I see your point, but I think there were a couple of significant differences there. One of the elements with Yoda that really stands out to me is that before he went into exile, he outright trains Kenobi how to communicate with (or presumably as) a force ghost (mentions that he can teach him how to contact Qui Gon). This is big because even if one were to say, well Yoda had no idea Luke or Leia would end up doing anything of note and just went to the swamp to live a lonely existence, it's impossible to discount that he was still making moves. Teaching Kenobi how to do that was a clear way of saying, death isn't the end- and even though our friends have died, we can still learn from them via the force and perhaps even pass on our own knowledge once we die.
Any way I try to view it, I keep seeing it as Yoda and Kenobi looking to embrace the force and work toward the re-establishment of the Jedi and balance in the universe while it seemed as though Luke was basically rejecting the force (shut himself off from it as Rey points out) and was not looking to do anything related to that end.
Yoda and Kenobi were intently monitoring Luke's life. Kenobi outright tells Luke he's got to go to Degobah. Luke didn't know Rey from Adam when she arrived and couldn't have cared less to meet her.
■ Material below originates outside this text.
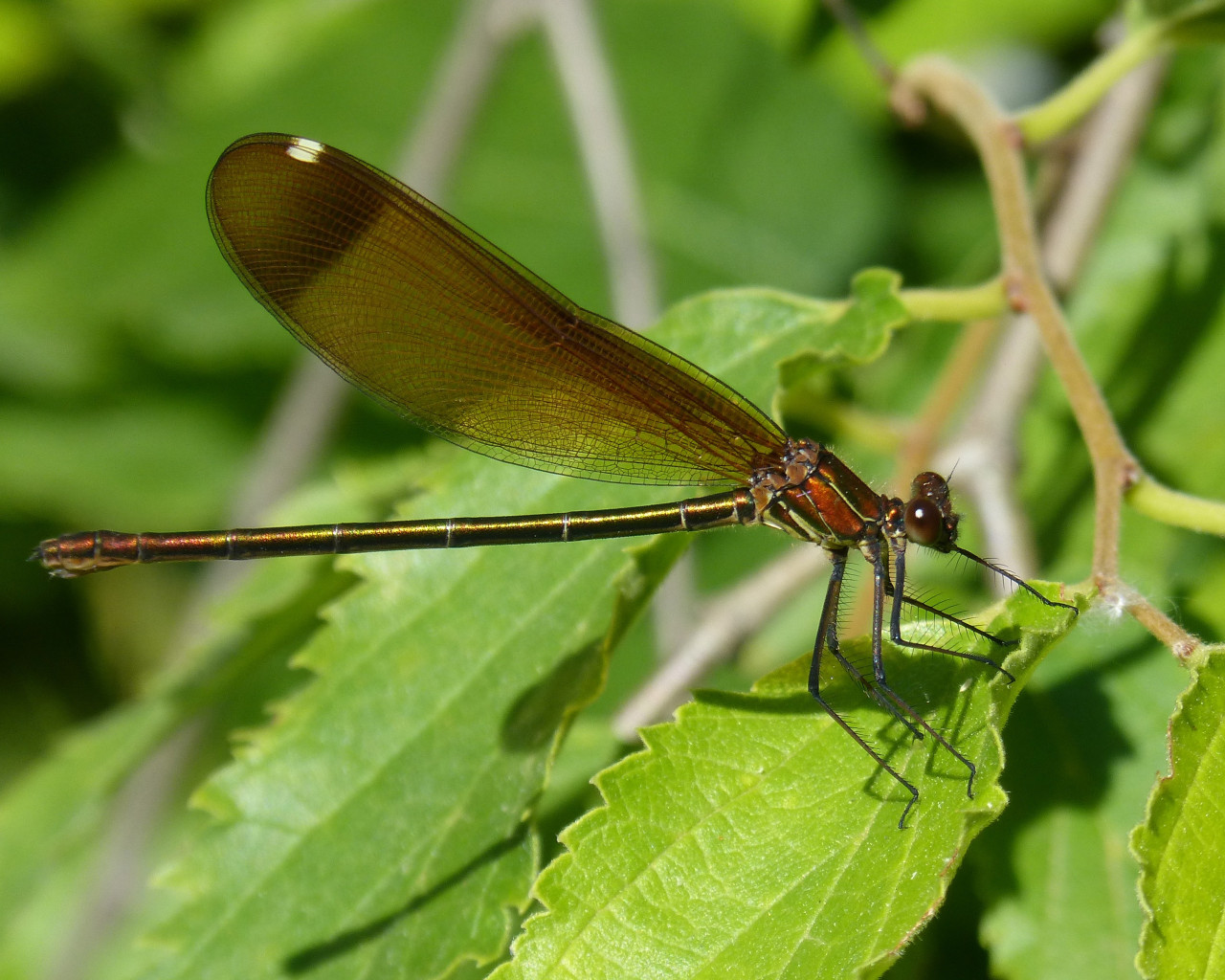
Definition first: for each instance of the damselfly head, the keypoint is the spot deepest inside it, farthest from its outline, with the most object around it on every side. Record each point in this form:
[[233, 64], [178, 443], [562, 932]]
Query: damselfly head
[[930, 520]]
You're assuredly right that it all culminates with Luke embracing his heroic role and doing the right thing. But there are a bunch of mixed messages on the way to there. Luke seems to be ultra critical of the Jedi (based on his lessons to Rey) yet he chooses to spend his twilight years at the very place that houses the sacred Jedi texts. He is also really bummed out when Yoda torches them.
The movie went out of its way to show Luke as an ambivalent character. I'm sure that the point of that was to add depth or flesh things out, but a lot of people were pissed because after so many years without Luke onscreen as a character, they did not feel that version of Luke reflected what we had to come to know about him through the OT.